There are, currently, patients with anaphylactic cardiac shock who do not respond to intravenous fluid administration and antiallergic therapy, but required coronary event treatment protocol. The following reports have been published this year. In a patient with Hymenoptera sting-induced Kounis syndrome complicated with anaphylactic shock,[46] urgent coronary angiography revealed acute coronary thrombosis and the patient recovered with intra-aortic balloon pump assistance and myocardial infarction treatment. In another patient,[47] who was stung by multiple wasps and developed type I variant of Kounis syndrome with anaphylactic shock and myocardial ischemia, treatment with 2 l of normal saline, adrenaline, hydrocortisone, and antihistamines did not have any immediate effect and the patient recovered in a later stage with vasopressors and myocardial infarction protocol treatment. In an atopic female nurse[48] with previous atopic eczema, asthma, and allergy to milk protein; who suffered an anaphylactic reaction, hemodynamic status was unresponsive to intravenous administration of fluids such as Ringer's acetate and antiallergic treatment with adrenaline and corticosteroids. Her condition was complicated with pulmonary congestion with reduced ejection fraction.

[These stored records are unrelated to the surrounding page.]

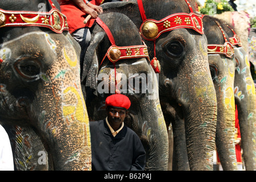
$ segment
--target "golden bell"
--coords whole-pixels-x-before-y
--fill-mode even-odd
[[[142,31],[143,35],[149,39],[154,39],[158,34],[158,27],[154,22],[146,22],[142,27]]]
[[[0,12],[0,26],[5,24],[6,21],[6,17],[5,15],[2,12]]]
[[[118,48],[116,47],[113,47],[109,51],[109,55],[110,58],[112,60],[112,61],[115,61],[120,57],[121,52]]]

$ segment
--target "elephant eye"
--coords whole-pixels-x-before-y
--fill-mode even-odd
[[[177,57],[183,54],[184,48],[179,41],[173,41],[163,45],[163,49],[167,56]]]
[[[218,77],[218,68],[214,65],[210,64],[210,71],[213,81],[214,81]]]
[[[15,62],[14,68],[25,79],[32,81],[40,78],[40,67],[36,59],[22,57]]]
[[[129,92],[137,94],[147,92],[147,79],[145,73],[135,73],[129,78]]]

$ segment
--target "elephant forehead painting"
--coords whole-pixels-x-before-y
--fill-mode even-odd
[[[30,11],[47,2],[23,3]],[[15,169],[90,169],[79,44],[65,31],[32,27],[0,32],[0,123],[10,138]],[[49,166],[40,166],[42,153]]]

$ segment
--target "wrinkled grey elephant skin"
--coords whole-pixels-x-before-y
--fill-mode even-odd
[[[143,45],[136,26],[125,15],[110,13],[99,17],[110,30],[117,46],[127,47],[129,52],[130,47]],[[145,57],[119,60],[115,63],[115,73],[113,63],[108,57],[104,59],[111,46],[105,32],[97,24],[91,32],[82,74],[90,121],[106,118],[105,100],[116,89],[126,95],[131,105],[125,123],[136,132],[143,144],[146,170],[167,170],[167,131],[159,100],[157,77],[149,60]]]

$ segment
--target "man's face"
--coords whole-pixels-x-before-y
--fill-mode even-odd
[[[127,111],[125,109],[109,107],[107,108],[108,121],[110,126],[118,128],[127,116]]]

The patient recovered with myocardial infarction protocol treatment. It was commented that hemodynamic disturbance was most probably due to myocardial stunning leading to reduced cardiac output rather than due to fluid extravasation. In a patient with per-operative anaphylactic shock due to gelofusin infusion[24] treatment with metaraminol and epinephrine worsened the hypotension and the cardiac output was lost. The patient recovered gradually with intravenous antihistamines, steroids, and inotropic support. Finally, in a patient with stent thrombosis following snake bite,[49] which today is regarded as anaphylactic consequence, the patient was not responding to inotropes and fluid expansion but he recovered with thrombolysis and other acute myocardial infarction protocol treatment.

Conclusion

Although the mechanisms of anaphylactic shock still remain to be elucidated, bronchial and myocardial involvement with early severe bronchoconstriction and vasospasm-induced coronary blood flow reduction manifesting as Kounis syndrome respectively should be always considered. Combined bronchoconstriction with interstitial edema and tissue suppression from arterial involvement and peripheral vasodilatation, perhaps, occur simultaneously. Therefore, in any case of anaphylactic shock combined treatment targeting the primary cause of anaphylaxis together with protection of lung and cardiac tissue seems to be of paramount importance. More studies and more experience are needed to determine the importance of mediators of anaphylaxis in myocardial pathobiology.